Глава I. В боях за «Бориса»
К осени, когда заканчивалось это действие, воплотившее «трагедию совести» царя Бориса,— зародилась идея мятежной Сцены под Кронами — сцены разбушевавшейся стихии народной. Именно об этой сцене писал Мусоргский 11 сентября: «Обдумывается бродяжная: — (новость и новость/из новостей новость) — ужасно приятно». Счастливая идея поразила воображение Мусоргского. Обдумывание и сочинение Сцены под Кромами вырисовывало высшую перспективную кульминацию движения-развития народной драмы. (В. Никольский, проницательный друг и советчик композитора, верно угадал значение этой гениальной сцены, предложив сделать ее финалом всей оперы.)
Зимою Мусоргский завершил вторую картину «польского акта» (14 декабря: «дописываю последний аккорд сцены у фонтана»). К тому времени готова была в клавире, а отчасти и в партитуре музыка новых картин, заканчивались изменения и дополнения в картинах, сочиненных ранее. Координируя материалы громадной композиции, Мусоргский занимался оркестровкой. 11 января 1872 года он закончил партитуру второго действия (Царский терем); 10 февраля — партитуру первой, а 29 марта — второй картины третьего действия (Польский акт). В партитуре Сцены под Кромами, увенчавшей оперу-драму, значится последняя дата: 23 июня 1872 года в Петрограде. Труд, обессмертивший имя Мусоргского, был завершен.
* * *
«Борис Годунов» создавался в сумрачное время воцарившейся реакции, глушившей передовое общественное движение. И в жизни балакиревского содружества, и в жизни самого Мусоргского это время было связано со многими трудностями и невзгодами. И все же годы работы над «Борисом» были исключительно плодотворны. В борьбе, посреди тревог и треволнений, Мусоргский ощущал небывалый приток творческих сил — что может быть радостнее для художника! «Я жил «Борисом», в «Борисе»,— писал он,— и в мозгах моих прожитое время в «Борисе» отмечено дорогими метками, неизгладимыми». Многое объемлют эти слова — и творческое вдохновение, и дружбу, и любовь.

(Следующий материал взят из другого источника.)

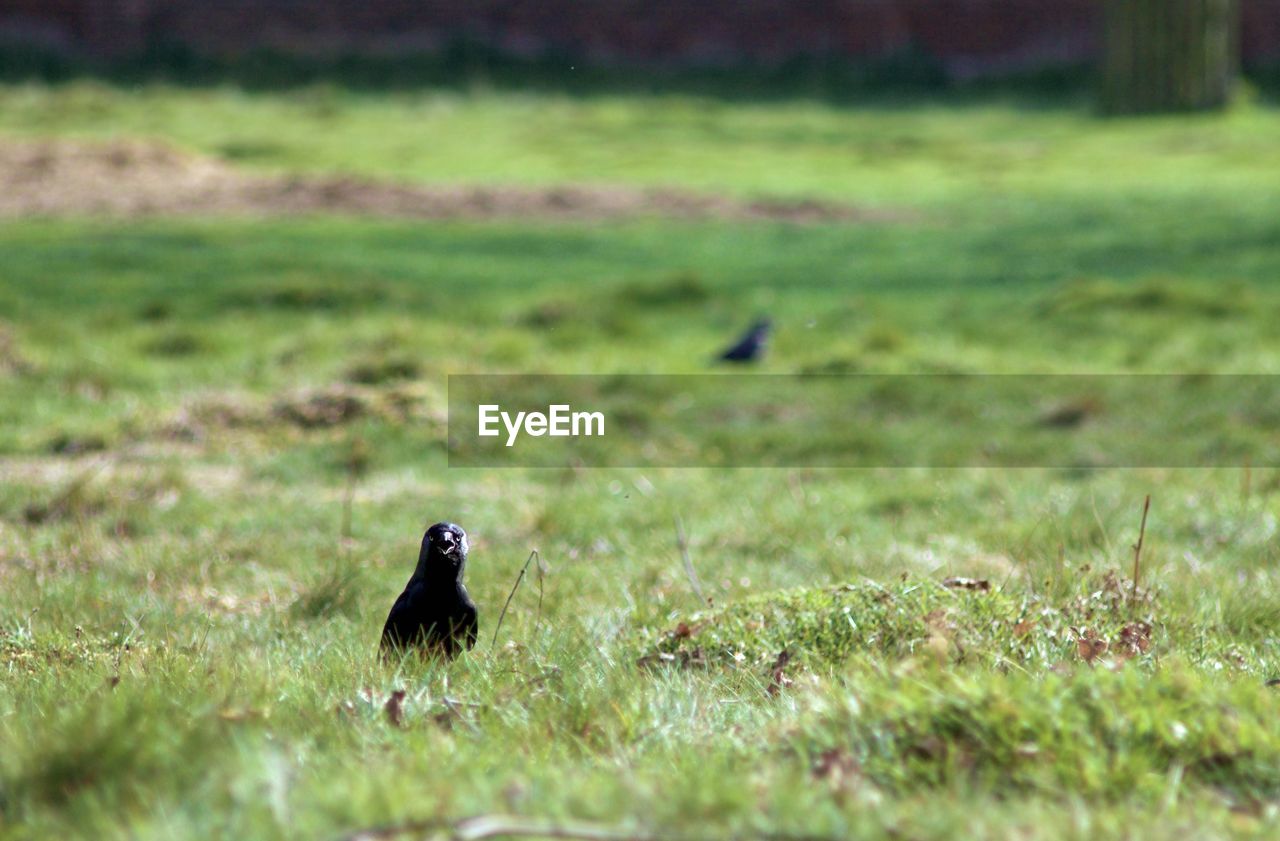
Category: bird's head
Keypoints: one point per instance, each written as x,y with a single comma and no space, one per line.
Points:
444,547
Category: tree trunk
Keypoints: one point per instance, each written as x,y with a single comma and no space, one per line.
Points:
1169,55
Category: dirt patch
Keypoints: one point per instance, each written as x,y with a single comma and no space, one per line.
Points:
142,178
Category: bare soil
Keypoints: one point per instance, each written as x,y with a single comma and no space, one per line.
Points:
149,178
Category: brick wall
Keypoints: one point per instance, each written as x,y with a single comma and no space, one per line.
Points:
970,36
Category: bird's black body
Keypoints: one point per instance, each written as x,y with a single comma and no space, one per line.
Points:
434,613
750,347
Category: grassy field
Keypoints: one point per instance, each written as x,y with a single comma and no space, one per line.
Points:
188,405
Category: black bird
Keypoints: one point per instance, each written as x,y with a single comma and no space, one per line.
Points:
750,347
434,613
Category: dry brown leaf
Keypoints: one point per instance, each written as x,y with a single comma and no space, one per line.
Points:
778,679
958,583
394,708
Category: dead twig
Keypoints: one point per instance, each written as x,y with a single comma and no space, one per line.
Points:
682,544
1137,549
516,586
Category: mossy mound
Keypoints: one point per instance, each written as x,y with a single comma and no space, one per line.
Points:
956,620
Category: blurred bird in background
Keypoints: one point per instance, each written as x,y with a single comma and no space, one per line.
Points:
750,347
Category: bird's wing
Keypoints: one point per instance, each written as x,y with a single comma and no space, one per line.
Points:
402,624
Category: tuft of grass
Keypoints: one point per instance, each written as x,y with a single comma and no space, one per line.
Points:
337,593
964,622
1110,735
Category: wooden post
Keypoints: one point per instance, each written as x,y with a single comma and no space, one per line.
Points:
1169,55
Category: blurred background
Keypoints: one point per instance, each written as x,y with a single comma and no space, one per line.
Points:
835,48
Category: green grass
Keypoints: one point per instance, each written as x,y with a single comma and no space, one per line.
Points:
187,641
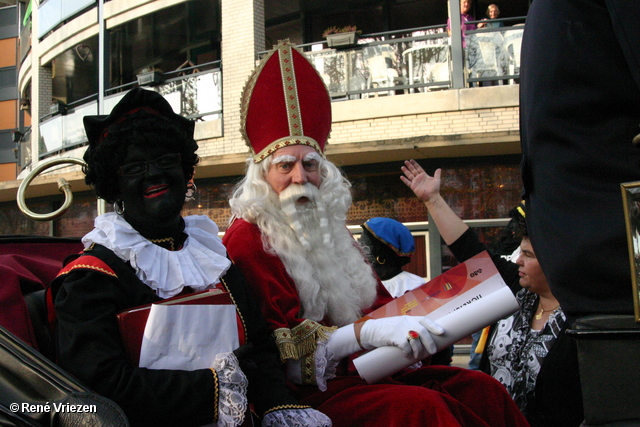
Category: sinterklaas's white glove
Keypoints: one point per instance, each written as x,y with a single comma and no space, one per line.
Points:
394,331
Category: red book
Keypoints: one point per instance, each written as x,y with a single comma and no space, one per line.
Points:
133,321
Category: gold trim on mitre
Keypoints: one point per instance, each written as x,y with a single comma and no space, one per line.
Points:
284,142
292,101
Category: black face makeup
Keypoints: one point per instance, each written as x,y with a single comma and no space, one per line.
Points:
152,187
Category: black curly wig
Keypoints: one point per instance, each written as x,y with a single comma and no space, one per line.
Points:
139,128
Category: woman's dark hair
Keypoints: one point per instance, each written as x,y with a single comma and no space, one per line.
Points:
142,128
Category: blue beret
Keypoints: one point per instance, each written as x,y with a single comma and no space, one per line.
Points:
393,234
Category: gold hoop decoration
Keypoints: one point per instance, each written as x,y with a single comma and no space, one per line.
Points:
63,186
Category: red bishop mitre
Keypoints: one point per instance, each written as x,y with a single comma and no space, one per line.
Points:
285,102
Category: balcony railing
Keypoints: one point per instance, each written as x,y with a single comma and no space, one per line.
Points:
417,60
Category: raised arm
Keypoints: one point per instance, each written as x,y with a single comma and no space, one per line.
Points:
427,189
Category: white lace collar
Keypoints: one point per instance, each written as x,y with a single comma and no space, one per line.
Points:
199,264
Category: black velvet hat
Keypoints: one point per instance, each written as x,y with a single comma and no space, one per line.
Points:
97,127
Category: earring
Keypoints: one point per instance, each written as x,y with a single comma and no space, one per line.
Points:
191,191
118,207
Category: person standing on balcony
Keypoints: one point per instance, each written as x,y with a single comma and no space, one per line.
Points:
493,12
465,17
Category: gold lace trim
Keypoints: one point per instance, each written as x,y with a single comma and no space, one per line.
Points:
301,340
277,408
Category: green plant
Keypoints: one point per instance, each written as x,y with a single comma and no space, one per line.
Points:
336,30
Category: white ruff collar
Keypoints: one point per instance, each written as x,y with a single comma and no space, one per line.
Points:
199,264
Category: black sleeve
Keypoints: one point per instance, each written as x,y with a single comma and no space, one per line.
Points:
91,349
260,360
468,245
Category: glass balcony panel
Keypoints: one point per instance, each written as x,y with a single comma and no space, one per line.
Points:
73,126
195,96
51,135
493,55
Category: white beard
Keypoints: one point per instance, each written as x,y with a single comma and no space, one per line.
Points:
319,253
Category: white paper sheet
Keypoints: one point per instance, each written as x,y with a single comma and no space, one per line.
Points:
187,337
384,361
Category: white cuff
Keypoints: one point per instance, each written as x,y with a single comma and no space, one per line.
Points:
232,390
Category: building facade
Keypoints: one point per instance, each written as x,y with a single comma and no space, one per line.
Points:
404,90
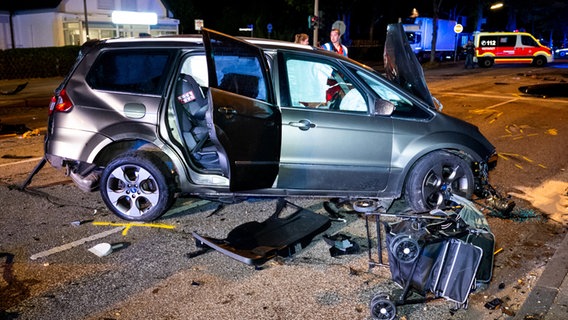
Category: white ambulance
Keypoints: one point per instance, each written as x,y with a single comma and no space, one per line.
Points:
510,47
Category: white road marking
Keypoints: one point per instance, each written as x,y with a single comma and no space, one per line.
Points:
73,244
20,162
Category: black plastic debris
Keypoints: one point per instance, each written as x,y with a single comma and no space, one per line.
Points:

Сочинению «Бориса Годунова» сопутствовали ясные душевные просветы личного бытия Мусоргского. С осени 1868 и до весны 1871 года он жил в Инженерном замке — в квартире Опочининых (Александра и Надежды). Здесь, в окружении дорогих и близких его сердцу людей, написана была большая часть музыки «Бориса Годунова». Зная глубокое и чистое чувство Мусоргского к Надежде Петровне Опочининой, нетрудно понять, как много значила для него пусть даже «унция сердечного тепла» в общении с женщиной, вызывавшей в нем «души высокие порывы». Этот период «был счастливейшим в его жизни, если не считать терний, связанных — заработка ради — с вынужденной казенной службой в Лесном департаменте,— говорит А. Римский-Корсаков — ...Личная жизнь Мусоргского скрашивалась нежными, дружескими отношениями с Опочиниными». Правда, тернии чиновной службы были весьма чувствительны. Он проводил в департаменте лучшие часы дня, получая мизерный оклад, и нужда оставалась его верной спутницей. Да и не только горечь вынужденной службы омрачала Мусоргского. Его тревожили события общественной жизни, и нараставшие противоречия в кружке, и отчуждение Балакирева, и многое другое. Но тем более необходима, незаменима была для него в годы напряженной работы над «Борисом» опочининская атмосфера сосредоточенных раздумий и душевных бесед. Общительная натура Мусоргского совершенно не выносила пустого одиночества «четырехстенных мечтаний».
В те годы он теснее сблизился с Бородиным и особенно с Римским-Корсаковым, и крепнувшая творческая дружба весьма способствовала их развитию (эти трое, собственно, и составили Могучую кучку). Римский-Корсаков, искренно восхищавшийся тогда талантом Мусоргского, часто посещал его, и они подолгу «беседовали на свободе без контроля Балакирева или Кюи».